Gravure de Théodore de Bry (1592)
© history.org

Pudeur et impudeur

Non seulement l’auteur trouve impudique la manière de s’habiller des ancêtres des Incas, mais il préfère « ne pas la décrire » et prie « les oreilles honnêtes de ne pas [l]’écouter » (p. 111). Il évoque le fait que l’habit se limitait à « un gros fil », portant ou non « un carré en coton » qui « servait à couvrir les parties honteuses ». Les coutumes de « mariage » de ces barbares sont de même jugées scandaleuses : « ils s’accouplaient comme des bêtes, sans avoir aucune femme qui leur fût particulière et suivant que le hasard les faisait se rencontrer ; d’autres se mariaient au gré de leur fantaisie, sans excepter leurs sœurs, leurs filles et leurs mères.
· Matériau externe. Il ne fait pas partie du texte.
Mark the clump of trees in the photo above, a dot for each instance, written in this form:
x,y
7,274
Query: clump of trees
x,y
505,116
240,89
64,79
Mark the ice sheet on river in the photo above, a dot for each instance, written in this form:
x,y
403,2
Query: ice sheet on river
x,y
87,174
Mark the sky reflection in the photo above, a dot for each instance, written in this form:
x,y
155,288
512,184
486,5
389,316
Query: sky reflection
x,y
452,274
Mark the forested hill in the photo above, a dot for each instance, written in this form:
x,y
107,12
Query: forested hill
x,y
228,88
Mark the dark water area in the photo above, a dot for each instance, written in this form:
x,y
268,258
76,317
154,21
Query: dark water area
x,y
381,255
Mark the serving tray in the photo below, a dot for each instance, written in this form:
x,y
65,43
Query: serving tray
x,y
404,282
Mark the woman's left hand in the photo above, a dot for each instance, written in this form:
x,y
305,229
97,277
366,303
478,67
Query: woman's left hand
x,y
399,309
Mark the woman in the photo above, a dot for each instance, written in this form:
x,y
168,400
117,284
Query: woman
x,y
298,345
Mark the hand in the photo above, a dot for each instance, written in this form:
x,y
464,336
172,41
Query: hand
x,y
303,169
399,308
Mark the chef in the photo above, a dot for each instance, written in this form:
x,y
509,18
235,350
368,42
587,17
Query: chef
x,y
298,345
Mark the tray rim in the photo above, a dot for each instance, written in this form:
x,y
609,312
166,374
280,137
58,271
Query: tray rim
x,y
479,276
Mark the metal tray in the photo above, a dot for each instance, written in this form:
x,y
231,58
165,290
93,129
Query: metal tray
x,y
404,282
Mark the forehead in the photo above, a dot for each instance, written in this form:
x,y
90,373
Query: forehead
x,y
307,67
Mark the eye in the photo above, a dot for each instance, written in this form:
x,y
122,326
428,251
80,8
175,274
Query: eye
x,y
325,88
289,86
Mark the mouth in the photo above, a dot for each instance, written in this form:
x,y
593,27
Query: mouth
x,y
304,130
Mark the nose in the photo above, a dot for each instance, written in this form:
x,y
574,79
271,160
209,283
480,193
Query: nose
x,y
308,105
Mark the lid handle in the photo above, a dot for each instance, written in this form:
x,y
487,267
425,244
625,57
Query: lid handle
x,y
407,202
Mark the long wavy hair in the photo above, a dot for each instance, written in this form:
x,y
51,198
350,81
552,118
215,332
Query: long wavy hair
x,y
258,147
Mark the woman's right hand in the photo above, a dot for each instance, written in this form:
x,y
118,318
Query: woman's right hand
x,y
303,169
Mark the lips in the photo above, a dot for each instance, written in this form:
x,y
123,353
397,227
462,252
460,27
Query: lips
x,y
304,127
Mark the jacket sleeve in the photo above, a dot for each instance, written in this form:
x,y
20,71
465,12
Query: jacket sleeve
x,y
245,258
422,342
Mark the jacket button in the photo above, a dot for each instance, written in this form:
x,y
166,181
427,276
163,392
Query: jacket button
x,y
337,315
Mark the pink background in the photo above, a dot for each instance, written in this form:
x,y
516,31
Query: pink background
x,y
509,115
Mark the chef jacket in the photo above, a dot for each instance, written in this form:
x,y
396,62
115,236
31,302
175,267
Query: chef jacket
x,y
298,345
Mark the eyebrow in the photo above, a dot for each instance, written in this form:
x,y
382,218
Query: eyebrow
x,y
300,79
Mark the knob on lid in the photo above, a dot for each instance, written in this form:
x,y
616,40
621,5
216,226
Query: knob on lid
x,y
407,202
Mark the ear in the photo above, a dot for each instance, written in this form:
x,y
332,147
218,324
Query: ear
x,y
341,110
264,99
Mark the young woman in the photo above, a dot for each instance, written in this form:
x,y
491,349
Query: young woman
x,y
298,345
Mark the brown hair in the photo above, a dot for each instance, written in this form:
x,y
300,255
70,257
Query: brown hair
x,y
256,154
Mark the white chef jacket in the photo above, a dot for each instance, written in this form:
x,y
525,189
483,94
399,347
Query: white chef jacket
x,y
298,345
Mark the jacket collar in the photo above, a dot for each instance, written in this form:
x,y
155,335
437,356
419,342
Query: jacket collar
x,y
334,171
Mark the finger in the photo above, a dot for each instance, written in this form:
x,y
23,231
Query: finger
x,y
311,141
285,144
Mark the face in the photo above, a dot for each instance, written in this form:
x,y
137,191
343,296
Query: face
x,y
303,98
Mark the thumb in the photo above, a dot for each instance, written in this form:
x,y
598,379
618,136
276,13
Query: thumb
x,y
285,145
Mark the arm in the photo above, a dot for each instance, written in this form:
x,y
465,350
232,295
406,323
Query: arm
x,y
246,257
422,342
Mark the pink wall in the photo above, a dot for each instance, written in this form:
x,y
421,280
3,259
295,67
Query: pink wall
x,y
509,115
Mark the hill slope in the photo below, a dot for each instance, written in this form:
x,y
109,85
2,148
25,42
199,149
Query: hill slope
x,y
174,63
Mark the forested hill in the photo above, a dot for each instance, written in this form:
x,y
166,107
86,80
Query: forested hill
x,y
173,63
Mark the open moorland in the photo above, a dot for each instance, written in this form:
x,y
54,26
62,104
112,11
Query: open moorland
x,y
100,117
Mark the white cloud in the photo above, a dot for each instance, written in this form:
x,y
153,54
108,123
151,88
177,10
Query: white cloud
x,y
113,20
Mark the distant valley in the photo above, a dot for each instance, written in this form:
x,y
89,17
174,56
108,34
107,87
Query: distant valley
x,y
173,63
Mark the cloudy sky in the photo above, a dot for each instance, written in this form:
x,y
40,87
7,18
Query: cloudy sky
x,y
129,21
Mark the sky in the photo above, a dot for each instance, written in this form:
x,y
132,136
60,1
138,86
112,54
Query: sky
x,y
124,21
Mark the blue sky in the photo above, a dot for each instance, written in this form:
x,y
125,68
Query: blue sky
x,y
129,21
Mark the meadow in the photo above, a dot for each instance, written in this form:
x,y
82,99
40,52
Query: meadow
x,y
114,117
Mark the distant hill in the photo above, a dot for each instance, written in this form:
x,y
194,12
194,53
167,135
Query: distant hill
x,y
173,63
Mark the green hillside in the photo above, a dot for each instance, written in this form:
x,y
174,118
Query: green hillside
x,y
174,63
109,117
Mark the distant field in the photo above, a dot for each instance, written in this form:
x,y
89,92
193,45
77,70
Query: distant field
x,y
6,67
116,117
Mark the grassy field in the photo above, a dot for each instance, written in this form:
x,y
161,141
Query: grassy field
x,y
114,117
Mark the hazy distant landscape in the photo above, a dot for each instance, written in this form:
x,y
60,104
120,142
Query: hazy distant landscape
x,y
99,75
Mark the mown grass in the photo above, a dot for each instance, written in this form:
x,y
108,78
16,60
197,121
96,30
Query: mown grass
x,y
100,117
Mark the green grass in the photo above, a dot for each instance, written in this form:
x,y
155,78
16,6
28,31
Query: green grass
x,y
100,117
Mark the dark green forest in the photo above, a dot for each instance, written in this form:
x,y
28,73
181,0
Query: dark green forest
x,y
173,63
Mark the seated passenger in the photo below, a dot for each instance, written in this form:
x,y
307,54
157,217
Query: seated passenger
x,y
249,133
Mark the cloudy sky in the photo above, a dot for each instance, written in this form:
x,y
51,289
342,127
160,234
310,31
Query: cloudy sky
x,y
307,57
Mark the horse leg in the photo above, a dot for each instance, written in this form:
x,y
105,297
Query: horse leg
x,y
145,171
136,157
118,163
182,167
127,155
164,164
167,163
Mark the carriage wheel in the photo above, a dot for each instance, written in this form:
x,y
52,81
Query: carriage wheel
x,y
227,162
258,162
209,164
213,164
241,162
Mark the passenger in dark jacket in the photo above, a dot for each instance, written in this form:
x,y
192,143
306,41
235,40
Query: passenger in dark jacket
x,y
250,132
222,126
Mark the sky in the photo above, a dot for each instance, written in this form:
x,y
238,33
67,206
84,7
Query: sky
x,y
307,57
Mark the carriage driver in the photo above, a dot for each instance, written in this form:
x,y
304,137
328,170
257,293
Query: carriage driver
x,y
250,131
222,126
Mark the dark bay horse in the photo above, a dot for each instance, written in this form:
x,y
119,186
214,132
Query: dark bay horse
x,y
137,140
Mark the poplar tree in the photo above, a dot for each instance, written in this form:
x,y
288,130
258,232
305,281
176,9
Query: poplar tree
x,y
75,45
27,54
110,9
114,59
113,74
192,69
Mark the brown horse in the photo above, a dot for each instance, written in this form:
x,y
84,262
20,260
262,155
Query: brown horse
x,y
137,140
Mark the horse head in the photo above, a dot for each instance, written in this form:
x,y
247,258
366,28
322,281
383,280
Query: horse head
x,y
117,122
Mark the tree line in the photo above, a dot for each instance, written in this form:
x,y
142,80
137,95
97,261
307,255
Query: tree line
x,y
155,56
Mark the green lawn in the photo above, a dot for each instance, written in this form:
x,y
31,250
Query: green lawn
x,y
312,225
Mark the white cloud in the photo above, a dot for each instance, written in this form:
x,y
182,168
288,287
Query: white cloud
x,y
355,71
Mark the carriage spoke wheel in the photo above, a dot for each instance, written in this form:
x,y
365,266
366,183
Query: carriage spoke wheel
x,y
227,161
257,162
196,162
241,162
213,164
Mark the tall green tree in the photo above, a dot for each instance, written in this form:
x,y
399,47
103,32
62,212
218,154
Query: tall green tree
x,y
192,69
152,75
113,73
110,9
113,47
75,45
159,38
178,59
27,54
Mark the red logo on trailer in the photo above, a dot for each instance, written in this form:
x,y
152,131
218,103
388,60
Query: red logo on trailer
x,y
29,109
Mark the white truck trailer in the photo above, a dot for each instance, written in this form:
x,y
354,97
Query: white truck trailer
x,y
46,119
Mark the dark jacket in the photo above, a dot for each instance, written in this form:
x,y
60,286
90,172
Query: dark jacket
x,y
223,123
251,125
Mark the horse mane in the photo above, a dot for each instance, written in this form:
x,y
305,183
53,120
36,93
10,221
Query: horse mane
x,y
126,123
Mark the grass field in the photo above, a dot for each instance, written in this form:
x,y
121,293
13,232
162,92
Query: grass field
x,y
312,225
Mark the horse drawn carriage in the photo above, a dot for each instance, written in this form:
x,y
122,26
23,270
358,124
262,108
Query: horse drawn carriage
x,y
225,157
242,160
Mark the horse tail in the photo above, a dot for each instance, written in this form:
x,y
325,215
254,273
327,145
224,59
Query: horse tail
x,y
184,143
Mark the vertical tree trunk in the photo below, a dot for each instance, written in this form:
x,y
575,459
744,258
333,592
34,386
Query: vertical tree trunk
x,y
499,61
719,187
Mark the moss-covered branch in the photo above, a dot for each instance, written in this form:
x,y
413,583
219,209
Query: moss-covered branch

Dans d’autres provinces, il était permis et même louable, pour les filles d’être aussi déshonnêtes et dépravées qu’elles voudraient, et les plus dissolues trouvaient à se marier plus tôt » (Livre Ier, ch. 14, p. 113). Il signale « dans plusieurs provinces du Collao une grande infamie : avant de se marier, les filles pouvaient se prostituer à tout venant, et les plus débauchées trouvaient plus tôt à se marier, comme si l’excès de vice leur eût tenu lieu d’une haute vertu » ; mais les Incas « abolirent toutes ces coutumes » (p. 216), sauf qu’ils épousaient leurs sœurs !

Des « sodomites »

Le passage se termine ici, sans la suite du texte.